CHIAVARI, Italy – Women’s
Wear Daily, better known as WWD, is an fashion industry newspaper published in
New York City by Conde Nast, the same company that publishes W Magazine, Vogue,
Glamour, Allure, GQ and many others.
Fashion World's Bible |
WWD is part of a line
of publications of specialized journals for the fashion industry. WWD is, in
fact, the fashion world’s bible. It tracks industry trends, reports on industry
mergers, who’s getting rich, who’s going bankrupt, in short, anyone and
anything that had even the slightest wiff of fashion or design about it.
When I worked as a journalist for WWD in their Milan office, I covered
fashion events, industry fairs, interviewed designers and many, many public
relations directors. Fashion is big
business in Milan, and one of Italy’s largest exports.
What's What in Fashion |
Apart from the twice
a year Fashion Weeks with their headline grabbing fashion shows, there were
trade fairs for make-up, shoes and leather goods, kids clothes, women’s ready-to-wear,
emerging designers, fabrics, mens fabrics, gold and jewelry, housewares,
bathing suits, underwear, and everything in between.
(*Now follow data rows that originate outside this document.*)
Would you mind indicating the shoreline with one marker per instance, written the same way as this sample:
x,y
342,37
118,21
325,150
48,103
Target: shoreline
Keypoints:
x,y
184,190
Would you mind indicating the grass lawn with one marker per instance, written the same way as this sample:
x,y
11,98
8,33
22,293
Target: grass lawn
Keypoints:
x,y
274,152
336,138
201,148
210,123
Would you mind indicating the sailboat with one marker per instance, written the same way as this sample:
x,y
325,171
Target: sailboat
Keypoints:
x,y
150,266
The only fashion event we
didn’t cover was religious fashion.
Clergy Fashion Week isn’t held in Milan, Paris or New York. It’s held in
Vicenza, a small town in northern Italy on the road between Verona and
Venice. The week long fashion fair is
held every two years and is part of a larger exhibition of furniture and
liturgical objects such as chalices and communion cups, as well as clothing.
It’s all pretty calm
compared to the spectacles the fashion houses of Milan offer during Milan’s
Fashion Week. No blaring disco music, no tall, leggy models swishing down the
runway, no cocktails and industry chit chat at the bar, but that doesn’t mean
the Italian designers like Laura Biagiotti, Fendi and Nanni Strada aren’t
represented. They, along with other top designers, invest time and creativity to dress the
clergy.
It takes a considerable amount of that old Benedictine precept , ‘ora et labora’ - time and labor, to create fabrics and designs the Vatican will
find acceptable, and do it all within a limited color palette. There’s not a lot of creative wiggle room
designing chasubles or the dalmatics needed for more solemn occassions.
Elisabetta Bianchetti, Queen of Clerical Fashion |
Just like the big fashion houses of the non-ecclesiatical fashion world,
clerical fashion starts in Milan, and the name at the top of the list is Manifatture Bianchetti.
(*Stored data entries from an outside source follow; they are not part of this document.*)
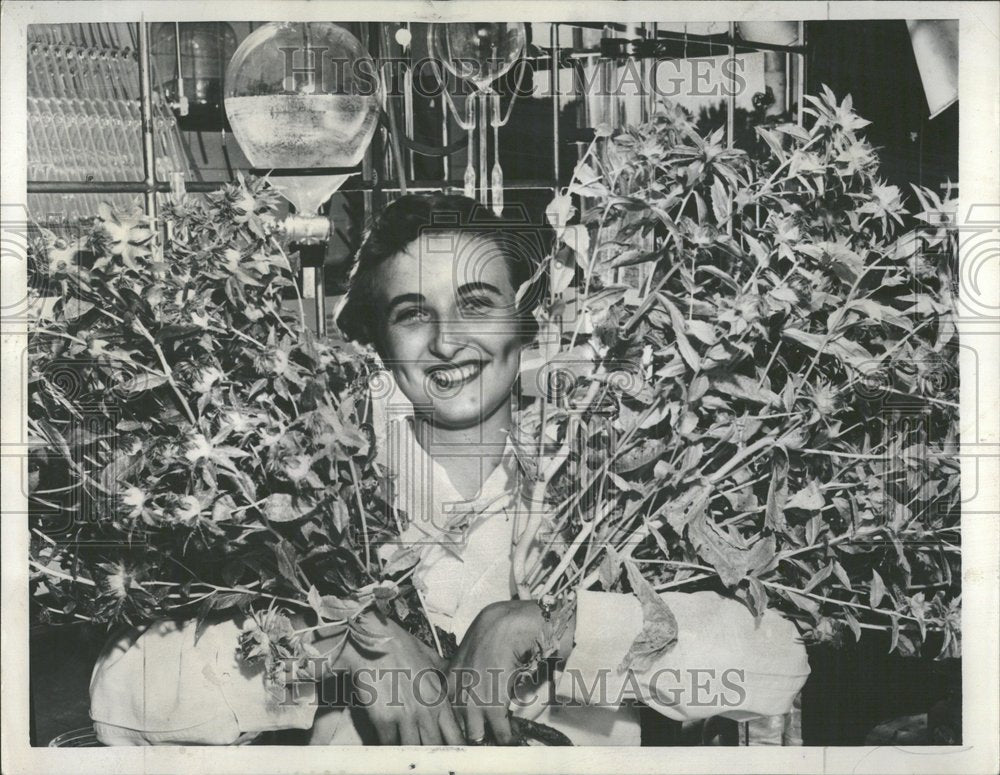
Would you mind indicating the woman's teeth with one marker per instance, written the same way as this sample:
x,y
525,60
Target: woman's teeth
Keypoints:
x,y
455,375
Manifatture Bianchetti is a family run business that has been designing and
manufacturing priestly fashions since 1916. There are Bianchetti stores in all
the major Italian cities including Rome, Milan, Florence, Torino, and an
extensive distribution network which supplies parishes around the world, from
the smallest in the Philippines to the Vatican.
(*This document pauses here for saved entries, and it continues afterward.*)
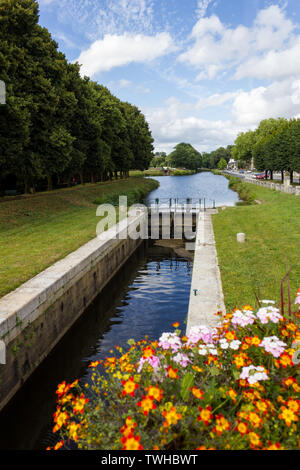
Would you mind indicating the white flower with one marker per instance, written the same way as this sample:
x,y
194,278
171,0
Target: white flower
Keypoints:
x,y
253,374
224,343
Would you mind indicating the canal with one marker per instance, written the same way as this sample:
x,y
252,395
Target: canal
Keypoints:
x,y
145,298
198,186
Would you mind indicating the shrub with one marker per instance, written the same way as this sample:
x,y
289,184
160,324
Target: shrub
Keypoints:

The stylist-designer and sole director of
the company is Elisabetta Bianchetti. She produces high
fashion exclusively for the clergy, and has very clear ideas about her
products. She never stops looking for new ideas, new approaches that can be
applied to line of religious clothing and accessories. After seeing the
abstract art of Italian artist and sculptor Lucio Fontana, she decided to try
working with antique fabrics, and out of the initiative came a miter for Pope
John Paul II. Inspiration comes in all
forms.
Variations on a Theme |
But don’t compare her to Armani or Gucci.
She’ll tell you her company is even more exclusive than those two design houses.
Bianchetti’s products are unique. There is an incredible amount of research that
goes into the delicate embroidery work found on every garment, so much so that
the famous fashion houses often ask her to produce prototypes and decorated
fabric designs.
“Designing for the
clergy has its own challenges and limitations,” she explained in a recent
interview for La Repubblica. "In addition to
the elaborate vestments needed for special occasions, priests and nuns also need
practical, comfortable clothing. They need to be immediately recognizable as
clerics, but they also need a place to put their cell phones and car keys. The
cassock worn today is based on the same design as the tunic worn in ancient
Rome under a toga, but time has moved on and while the design hasn’t changed,
needs have.”
And times have
changed as well. It may seem odd for us to think of priests buying clothes on
the internet but internet sales have become an integral part of Bianchetti’s
operation. It allows parish priests an opportunity to see the latest in
clerical fashion and purchase what they need with the click of a mouse. Of
course if the client is a bishop or the Pope, Elizabetta and her team are
always happy to make a trip to Rome.